Relative amenability of subgroups

Let $\Gamma$ be a countable group and let $\Lambda_1,\Lambda_2<\Gamma$ be subgroups. We say that $\Lambda_1$ is amenable relative to $\Lambda_2$ if the action of $\Lambda_1$ on $\Gamma/\Lambda_2$ by left translation admits an invariant mean.

Let now $\Sigma<\Lambda<\Gamma$ be subgroups and let $G<N_\Gamma(\Sigma)$ be a subgroup of the normalizer of $\Sigma$ in $\Gamma$. Assume that $G$ is amenable relative to $\Lambda$.

Question: Is $\Sigma G$ still amenable relative to $\Lambda$ ?

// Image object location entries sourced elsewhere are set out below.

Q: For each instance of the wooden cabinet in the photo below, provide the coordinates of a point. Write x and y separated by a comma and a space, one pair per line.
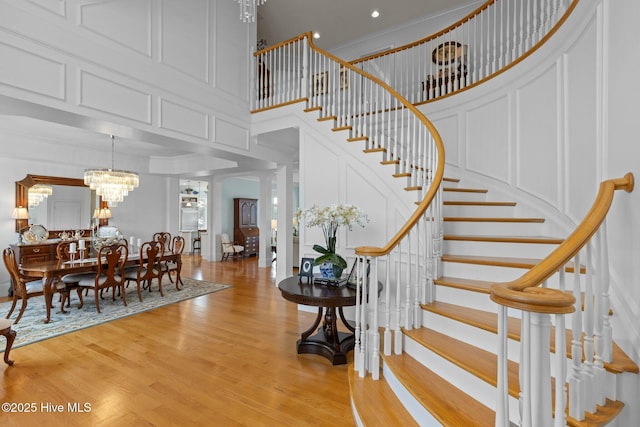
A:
245, 225
27, 254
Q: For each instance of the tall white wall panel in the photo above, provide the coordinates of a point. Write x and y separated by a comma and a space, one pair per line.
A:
27, 70
487, 145
126, 22
138, 63
185, 37
231, 134
537, 137
182, 119
583, 156
448, 127
112, 97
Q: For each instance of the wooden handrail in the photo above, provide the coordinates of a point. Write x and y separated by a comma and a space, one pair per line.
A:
524, 293
437, 177
428, 38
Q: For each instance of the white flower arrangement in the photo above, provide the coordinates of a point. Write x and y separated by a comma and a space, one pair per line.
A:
330, 219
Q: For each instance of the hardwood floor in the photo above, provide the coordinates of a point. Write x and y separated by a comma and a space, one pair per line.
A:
225, 359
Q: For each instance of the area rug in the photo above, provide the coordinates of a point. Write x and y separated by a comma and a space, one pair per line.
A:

• I guess $\Sigma G$ is not (generally) amenable relative to $\Lambda$. Take for example $G=\{e\}$, the trivial group, then $\Sigma$ has to be amenable relative to $\Lambda$. I notice that my counterexample is not a complete proof, but I hope it sheds some light to the problem.
– user23860
Sep 26 '13 at 14:19
• @Vahid: Although it is not explicitly stated, I'm interested in the case when $G$ is nontrivial. Sep 26 '13 at 14:25
• Actually it doesn't matter, because if $\Sigma G$ is amenable relative to $\Lambda$, then $\Sigma$ (as a subgroup of $\Sigma G$) has to be amenable relative to $\Lambda$.
– user23860
Sep 26 '13 at 14:34

Here is a counterexample. Take $\Delta$ a non-amenable group, and set $\Gamma = (\mathbb Z/2 \mathbb Z) \ltimes (\Delta \times \Delta)$, where the action is via the flip automorphism on $\Delta \times \Delta$. Let $\Sigma = \Lambda$ be the first copy of $\Delta$, and let $G$ be the second copy of $\Delta$.
Then $G$ is conjugate to $\Lambda$ and hence $\Gamma / \Lambda$ has a $G$-fixed point, and in particular, has a $G$-invariant mean. On the other hand, $\Gamma / \Lambda$ has two $\Sigma G$-orbits and neither can have an invariant mean since both witness the non-amenability of $\Delta$.